We saw this happen in Japan in the 1990s, where they did not act boldly and swiftly enough and, as a consequence, they suffered what was called the lost decade, where essentially, for the entire '90s, they did not see any significant economic growth.

Then take a look at this story in the New York Times from this weekend, discussing the real problem with Japan's lost decade -- it wasn't that the action came too late, it was that it was the wrong kind of action:

In the end, say economists, it was not public works but an expensive cleanup of the debt-ridden banking system, combined with growing exports to China and the United States, that brought a close to Japan’s Lost Decade. This has led many to conclude that spending did little more than sink Japan deeply into debt, leaving an enormous tax burden for future generations. . . 

Among ordinary Japanese, the spending is widely disparaged for having turned the nation into a public-works-based welfare state and making regional economies dependent on Tokyo for jobs.

In other words, if one is going to invoke Japan's Lost Decade, perhaps it shouldn't be in the context of arguing that pork barrel spending is the way to leave America healthier and stronger in the long run.

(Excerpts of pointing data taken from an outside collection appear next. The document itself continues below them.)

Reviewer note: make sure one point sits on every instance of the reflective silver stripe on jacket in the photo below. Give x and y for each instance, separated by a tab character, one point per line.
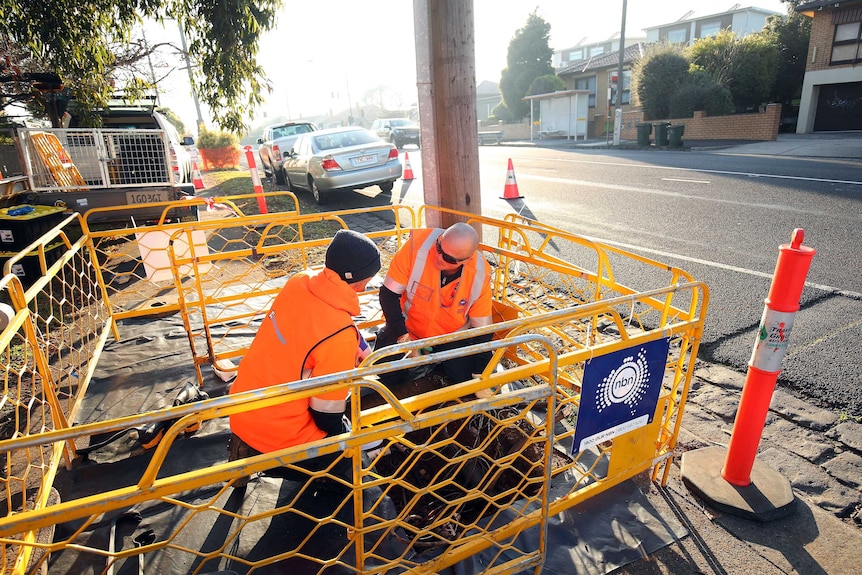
327	405
419	267
275	327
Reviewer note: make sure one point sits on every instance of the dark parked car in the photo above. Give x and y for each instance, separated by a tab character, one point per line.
399	131
348	158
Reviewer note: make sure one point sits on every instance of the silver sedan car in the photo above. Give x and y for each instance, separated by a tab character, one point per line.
347	158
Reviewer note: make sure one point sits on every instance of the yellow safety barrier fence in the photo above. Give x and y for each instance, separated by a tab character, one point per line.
136	271
453	476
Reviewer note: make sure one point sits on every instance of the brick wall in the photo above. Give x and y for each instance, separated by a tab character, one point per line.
820	44
759	126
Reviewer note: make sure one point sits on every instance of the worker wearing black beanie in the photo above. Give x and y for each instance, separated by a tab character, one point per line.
352	256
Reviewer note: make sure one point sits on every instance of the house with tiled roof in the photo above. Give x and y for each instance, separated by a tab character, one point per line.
832	89
596	74
740	20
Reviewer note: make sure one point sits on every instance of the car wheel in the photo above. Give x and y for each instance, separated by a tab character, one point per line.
387	187
319	197
279	175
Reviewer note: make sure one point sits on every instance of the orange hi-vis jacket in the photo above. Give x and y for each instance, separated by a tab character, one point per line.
308	332
430	309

Next, his characterization of the bill's opponents was as dishonest as it was insulting:

Some of the criticisms really are with the basic idea that government should intervene at all in this moment of crisis. Now, you have some people, very sincere, who philosophically just think the government has no business interfering in the marketplace. And, in fact, there are several who've suggested that FDR was wrong to interfere back in the New Deal. They're fighting battles that I thought were resolved a pretty long time ago.

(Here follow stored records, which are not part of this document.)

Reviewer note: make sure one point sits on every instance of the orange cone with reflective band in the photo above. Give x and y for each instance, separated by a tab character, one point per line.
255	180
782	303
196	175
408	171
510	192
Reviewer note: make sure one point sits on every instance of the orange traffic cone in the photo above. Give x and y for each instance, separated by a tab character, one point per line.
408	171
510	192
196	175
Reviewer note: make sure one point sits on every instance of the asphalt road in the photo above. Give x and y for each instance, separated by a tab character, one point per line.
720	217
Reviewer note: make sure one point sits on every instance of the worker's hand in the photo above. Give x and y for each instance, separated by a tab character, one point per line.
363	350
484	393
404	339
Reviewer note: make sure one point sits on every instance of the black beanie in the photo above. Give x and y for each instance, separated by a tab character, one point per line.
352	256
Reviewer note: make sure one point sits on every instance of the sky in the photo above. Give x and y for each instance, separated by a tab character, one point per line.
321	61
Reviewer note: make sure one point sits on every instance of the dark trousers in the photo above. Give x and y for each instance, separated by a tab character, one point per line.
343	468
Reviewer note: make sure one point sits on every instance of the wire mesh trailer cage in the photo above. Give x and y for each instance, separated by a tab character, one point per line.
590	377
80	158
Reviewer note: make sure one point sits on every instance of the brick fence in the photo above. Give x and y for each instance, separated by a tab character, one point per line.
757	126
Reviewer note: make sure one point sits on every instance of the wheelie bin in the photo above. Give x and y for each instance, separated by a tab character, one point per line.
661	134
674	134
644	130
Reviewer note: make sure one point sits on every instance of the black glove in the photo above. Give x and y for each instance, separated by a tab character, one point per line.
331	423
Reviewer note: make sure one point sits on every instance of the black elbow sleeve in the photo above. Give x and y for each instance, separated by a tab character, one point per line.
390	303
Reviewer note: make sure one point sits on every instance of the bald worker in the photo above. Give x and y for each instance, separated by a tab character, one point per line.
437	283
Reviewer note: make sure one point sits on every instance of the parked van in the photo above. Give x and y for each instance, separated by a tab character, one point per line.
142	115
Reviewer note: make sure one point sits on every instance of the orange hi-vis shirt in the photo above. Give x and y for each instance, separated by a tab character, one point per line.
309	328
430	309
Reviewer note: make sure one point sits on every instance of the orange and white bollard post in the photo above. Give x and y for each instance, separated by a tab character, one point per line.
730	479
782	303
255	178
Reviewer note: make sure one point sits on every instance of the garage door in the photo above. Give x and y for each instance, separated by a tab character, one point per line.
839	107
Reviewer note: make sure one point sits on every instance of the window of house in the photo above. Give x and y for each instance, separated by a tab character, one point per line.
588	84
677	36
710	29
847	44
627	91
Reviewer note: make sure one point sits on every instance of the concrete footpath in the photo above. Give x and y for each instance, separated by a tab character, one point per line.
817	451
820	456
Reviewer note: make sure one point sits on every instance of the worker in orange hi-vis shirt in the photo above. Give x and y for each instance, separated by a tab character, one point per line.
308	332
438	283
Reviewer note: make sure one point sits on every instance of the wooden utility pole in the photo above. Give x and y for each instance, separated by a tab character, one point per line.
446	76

It's not clear to me who, exactly, has said that the government shouldn't do anything.  The debate, rather, is how the government most effectively can act.  And some critics believe that a big pork barrel spending orgy -- putting us a trillion dollars into debt -- to pay off Democrat interest groups isn't going to solve this crisis.  If Obama knows critics who believe that government shouldn't "interfere" at all -- even by slashing capital gains tax rates, for example -- he should name names.

I've already argued that President Obama's much-touted "bipartisanship" is more about style than substance.  With his words tonight, there isn't even a bipartisan style.  The basic building block of bipartisanship is having enough respect for one's opponents at least to characterize their objections honestly -- rather than setting up straw men to caricature and dismiss.  He failed even that basic test -- along with the more basic one of explaining how the bill he's supporting (1) will actually stimulate the economy and save jobs; and (2) cannot be passed without some of the laughable examples of waste.

Finally, note the peevish and almost panicky tone of the President's statements.  Can anyone imagine the screaming on the left -- and on the part of the press -- had President Bush argued in such cataclysmic terms for the Patriot Act, for example, and then dismissed opponents in a fashion similar to the way President Obama did tonight (perhaps, for example, by describing those who opposed his approach to fighting the war on terror as being "very sincere" in their beliefs that America shouldn't defend itself against terrorists)?

Part of the President's job is to calm fears, not stir them up.  If there are real dangers to be confronted, of course it's his job to point them out.  But the idea that "catastrophe" will ensue without immediate passage of a bill that even some Democrats deem a failure is, well, just a joke.  And a sad one.